I don't have any studies at hand to back this up, and I'm too lazy to look for them just now, but I believe that when you start messing around with the Ph of the dog's urine, you run the risk of problems with their urinary tract system (more prone to infection, etc.). If you wanted to try this, you might want to do some research first.

Cheers, Sue

Reply to
SugarChile

I heard that the only thing tomato juice does is makes your dog more thirsty (from all the salt),so they drink more water, and drinking all that extra water makes the dogs urine more diluted, in turn causing less harm to the grass.

To the OP, Search the archives (or post your question on) rec.pets.dogs.misc The subject has been hashed over on that group many times.

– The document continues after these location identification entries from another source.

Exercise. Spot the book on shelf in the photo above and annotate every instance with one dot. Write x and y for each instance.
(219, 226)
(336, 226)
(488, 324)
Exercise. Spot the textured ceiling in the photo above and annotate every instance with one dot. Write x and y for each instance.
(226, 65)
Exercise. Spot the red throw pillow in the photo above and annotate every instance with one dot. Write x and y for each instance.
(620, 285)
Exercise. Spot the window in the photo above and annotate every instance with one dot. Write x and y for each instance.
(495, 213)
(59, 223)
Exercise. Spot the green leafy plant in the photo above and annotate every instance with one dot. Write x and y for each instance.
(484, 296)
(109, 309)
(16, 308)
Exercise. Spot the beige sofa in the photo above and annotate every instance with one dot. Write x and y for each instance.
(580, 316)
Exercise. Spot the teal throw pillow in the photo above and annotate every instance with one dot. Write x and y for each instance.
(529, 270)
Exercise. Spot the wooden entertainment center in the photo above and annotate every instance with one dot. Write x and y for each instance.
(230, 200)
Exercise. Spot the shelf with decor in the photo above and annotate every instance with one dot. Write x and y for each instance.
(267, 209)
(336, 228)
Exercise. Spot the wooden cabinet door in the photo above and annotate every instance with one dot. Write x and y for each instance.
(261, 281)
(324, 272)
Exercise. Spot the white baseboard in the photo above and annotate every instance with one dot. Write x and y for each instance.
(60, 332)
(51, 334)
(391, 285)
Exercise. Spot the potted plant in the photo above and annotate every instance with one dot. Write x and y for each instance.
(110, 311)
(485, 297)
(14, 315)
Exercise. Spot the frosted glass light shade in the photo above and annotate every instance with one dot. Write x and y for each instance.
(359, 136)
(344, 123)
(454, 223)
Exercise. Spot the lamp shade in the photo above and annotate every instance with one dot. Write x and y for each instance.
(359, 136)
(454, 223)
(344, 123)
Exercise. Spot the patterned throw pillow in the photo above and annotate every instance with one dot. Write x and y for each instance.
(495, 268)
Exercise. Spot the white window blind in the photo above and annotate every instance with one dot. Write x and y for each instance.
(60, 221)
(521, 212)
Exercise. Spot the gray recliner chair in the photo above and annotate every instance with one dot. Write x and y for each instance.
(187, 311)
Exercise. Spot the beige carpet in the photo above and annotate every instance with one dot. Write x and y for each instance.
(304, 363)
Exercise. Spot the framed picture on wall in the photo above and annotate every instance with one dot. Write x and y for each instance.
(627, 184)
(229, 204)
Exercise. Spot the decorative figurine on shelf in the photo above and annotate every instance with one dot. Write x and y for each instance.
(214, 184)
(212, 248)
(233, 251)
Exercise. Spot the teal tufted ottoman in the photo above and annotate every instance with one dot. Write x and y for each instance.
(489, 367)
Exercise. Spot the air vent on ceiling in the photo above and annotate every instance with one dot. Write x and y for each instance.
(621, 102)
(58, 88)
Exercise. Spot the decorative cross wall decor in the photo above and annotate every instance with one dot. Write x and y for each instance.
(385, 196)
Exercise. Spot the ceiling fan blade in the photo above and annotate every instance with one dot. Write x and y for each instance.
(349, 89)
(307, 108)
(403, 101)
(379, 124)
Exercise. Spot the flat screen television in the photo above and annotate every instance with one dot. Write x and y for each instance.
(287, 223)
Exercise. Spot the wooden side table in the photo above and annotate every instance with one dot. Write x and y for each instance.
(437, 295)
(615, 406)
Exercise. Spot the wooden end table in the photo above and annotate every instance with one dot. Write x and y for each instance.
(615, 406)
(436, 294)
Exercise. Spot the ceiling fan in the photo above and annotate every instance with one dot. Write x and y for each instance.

David, owner of 2 female & 1 male dogs, who cause minimum damage to my lawn thanks to good healthy soil, annual dressings of compost, aeration, etc.

Reply to
David Modine

I've owned three female dogs (one at a time) over the last 40 years, and have now owned a male for about six months.

Not one of these dogs ever caused spots on my lawn. They were all neutered. Is it possible that might have been the reason?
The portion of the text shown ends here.